而平凉侯八成是不会责怪郡主的,肯定是记恨到她身上。
“刚才金萱堂那边,派人过来问了一声,被我打发走了。”女萝拿冰凉的手贴了贴面颊,顿时冷得一个激灵,“宫里来送嫁的人都还没走呢。”
按着规矩,即便是公主郡主之尊,新婚第二日也得早起见一见姑舅。待到用过膳后,再象征性的给他们端一盆洗手的水,做做样子。
如今在这侯府里头没有姑舅,却是有个名分上的祖母,总得给个面子一道用一回朝食。
本来也是些可有可无的规矩,贵主们愿意贤良便做,不愿意也没人能强求。但郡主现今身份尴尬,总得让那些人回宫后,传她一二句好话。
清檀垂眼看着脚下青砖,淡声道:“不是什么大事。圣人没精力管这个,皇后殿下正是怜惜郡主的时候,又怎会苛责,且让他们等着罢。

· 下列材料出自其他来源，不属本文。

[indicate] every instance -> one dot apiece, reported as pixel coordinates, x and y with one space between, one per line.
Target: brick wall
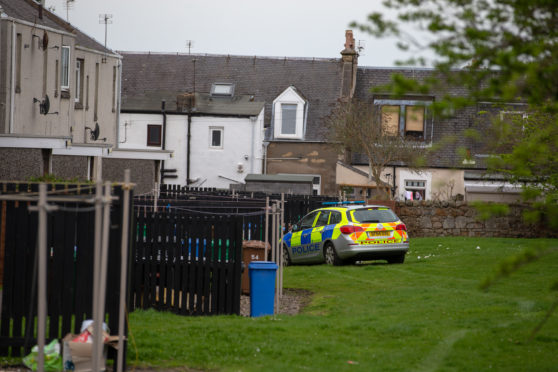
428 218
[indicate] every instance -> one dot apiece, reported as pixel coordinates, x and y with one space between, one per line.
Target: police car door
301 238
317 238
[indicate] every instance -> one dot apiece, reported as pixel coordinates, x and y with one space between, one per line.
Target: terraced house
60 102
297 95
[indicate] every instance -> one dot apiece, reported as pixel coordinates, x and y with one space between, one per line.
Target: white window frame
283 106
65 68
216 91
289 96
216 129
419 188
77 98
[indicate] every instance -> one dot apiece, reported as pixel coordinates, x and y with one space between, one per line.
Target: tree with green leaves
504 50
360 127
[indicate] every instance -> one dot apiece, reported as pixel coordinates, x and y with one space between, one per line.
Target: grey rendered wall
70 167
20 164
427 218
142 173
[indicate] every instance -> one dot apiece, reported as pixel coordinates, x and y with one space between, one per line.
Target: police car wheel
397 259
286 258
331 256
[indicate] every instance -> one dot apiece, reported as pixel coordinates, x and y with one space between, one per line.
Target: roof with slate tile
318 80
28 10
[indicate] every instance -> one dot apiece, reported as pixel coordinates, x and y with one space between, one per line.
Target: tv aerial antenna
105 19
361 45
68 4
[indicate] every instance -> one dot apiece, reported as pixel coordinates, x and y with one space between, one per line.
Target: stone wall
449 218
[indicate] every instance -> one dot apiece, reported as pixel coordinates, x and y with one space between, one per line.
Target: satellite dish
45 40
44 106
95 132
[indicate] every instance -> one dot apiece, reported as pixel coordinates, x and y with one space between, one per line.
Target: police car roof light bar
345 202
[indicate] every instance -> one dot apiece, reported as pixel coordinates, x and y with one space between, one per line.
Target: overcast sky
291 28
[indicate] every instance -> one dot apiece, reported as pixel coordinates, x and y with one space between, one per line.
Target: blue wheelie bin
262 287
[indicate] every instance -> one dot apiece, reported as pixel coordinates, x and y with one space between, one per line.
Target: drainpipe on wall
394 183
118 103
164 137
189 136
12 83
253 120
265 144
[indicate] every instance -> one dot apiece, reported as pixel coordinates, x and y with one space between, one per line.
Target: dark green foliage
499 50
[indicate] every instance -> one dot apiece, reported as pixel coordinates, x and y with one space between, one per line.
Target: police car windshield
374 215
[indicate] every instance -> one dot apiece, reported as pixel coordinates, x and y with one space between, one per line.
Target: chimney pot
349 40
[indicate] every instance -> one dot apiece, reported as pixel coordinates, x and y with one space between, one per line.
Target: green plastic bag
53 359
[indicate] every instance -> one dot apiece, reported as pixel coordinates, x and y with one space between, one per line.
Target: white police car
346 234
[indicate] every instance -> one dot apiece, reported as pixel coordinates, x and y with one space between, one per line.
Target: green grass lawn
425 315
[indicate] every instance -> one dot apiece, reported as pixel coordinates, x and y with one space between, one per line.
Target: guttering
158 112
37 26
140 154
33 141
113 55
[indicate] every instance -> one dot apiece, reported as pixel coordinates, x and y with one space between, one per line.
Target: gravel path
292 302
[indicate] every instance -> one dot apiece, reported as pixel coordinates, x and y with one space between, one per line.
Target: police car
345 234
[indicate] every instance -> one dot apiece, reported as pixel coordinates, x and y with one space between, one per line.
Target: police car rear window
369 215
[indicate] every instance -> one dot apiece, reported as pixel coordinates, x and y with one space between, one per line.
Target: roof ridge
317 59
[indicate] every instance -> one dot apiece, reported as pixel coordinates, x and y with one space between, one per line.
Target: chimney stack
349 40
349 58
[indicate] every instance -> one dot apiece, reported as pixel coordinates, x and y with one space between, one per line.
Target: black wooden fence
70 245
187 263
243 202
188 246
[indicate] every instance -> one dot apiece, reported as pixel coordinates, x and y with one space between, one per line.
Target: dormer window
407 118
222 90
288 118
289 114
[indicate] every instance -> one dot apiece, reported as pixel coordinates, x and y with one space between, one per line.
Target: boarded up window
390 120
414 119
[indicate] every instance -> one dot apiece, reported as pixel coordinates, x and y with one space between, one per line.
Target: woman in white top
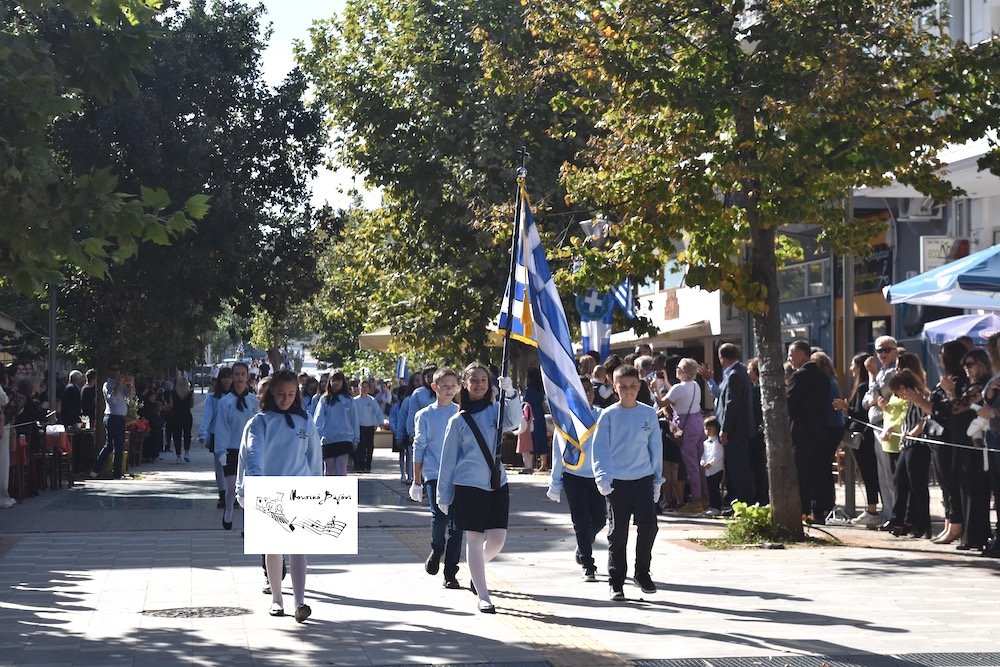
685 400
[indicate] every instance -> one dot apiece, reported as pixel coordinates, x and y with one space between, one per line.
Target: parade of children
444 426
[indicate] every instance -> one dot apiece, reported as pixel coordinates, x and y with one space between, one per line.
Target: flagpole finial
522 172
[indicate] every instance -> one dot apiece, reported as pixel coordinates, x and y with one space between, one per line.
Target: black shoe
433 563
992 551
645 583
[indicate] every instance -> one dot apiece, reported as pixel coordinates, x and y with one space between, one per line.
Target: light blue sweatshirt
430 427
271 447
309 403
337 422
419 399
368 411
462 461
206 426
627 445
395 412
558 446
230 420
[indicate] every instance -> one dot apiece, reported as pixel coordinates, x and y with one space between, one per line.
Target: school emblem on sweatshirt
307 515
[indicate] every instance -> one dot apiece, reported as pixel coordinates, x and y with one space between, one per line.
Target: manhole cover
197 612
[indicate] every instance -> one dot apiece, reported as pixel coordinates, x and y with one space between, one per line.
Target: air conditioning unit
921 210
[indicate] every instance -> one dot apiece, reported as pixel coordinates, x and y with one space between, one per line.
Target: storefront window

”
被帝后夸赞贤德的公主也有,细究起来,待遇不过尔尔。像她家郡主这般受宠的,自小被惯得无法无天,同贤德两个字可说是相去甚远。
从前在宜秋殿里头,事事拿主意的便是清檀,俨然跟主心骨似的。听她这么说,女萝便也放下了心,点了点头说:“那我再去让人将热水备上,屋里那盆一会就要凉了。”
萧神爱其实早就已经醒了。
只是长久的赖床习惯,让她不想起来,再加上昨晚折腾了半宿,后来在浴房里都……她更是有些直不起腰。
浑身都酸软得很。
本是想闭目假寐一会的,奈何床榻边上有道灼热视线一直黏在身上,迫使她不得不睁了眼。
而后略微恼怒的瞪过去。
“醒了?”齐邯抚了抚她睡到染了层红晕的面颊,声音里含着点笑意,“还困不困?”
萧神爱没理他,只在他又伸手过来的时候,将胳膊缩进了被衾里头。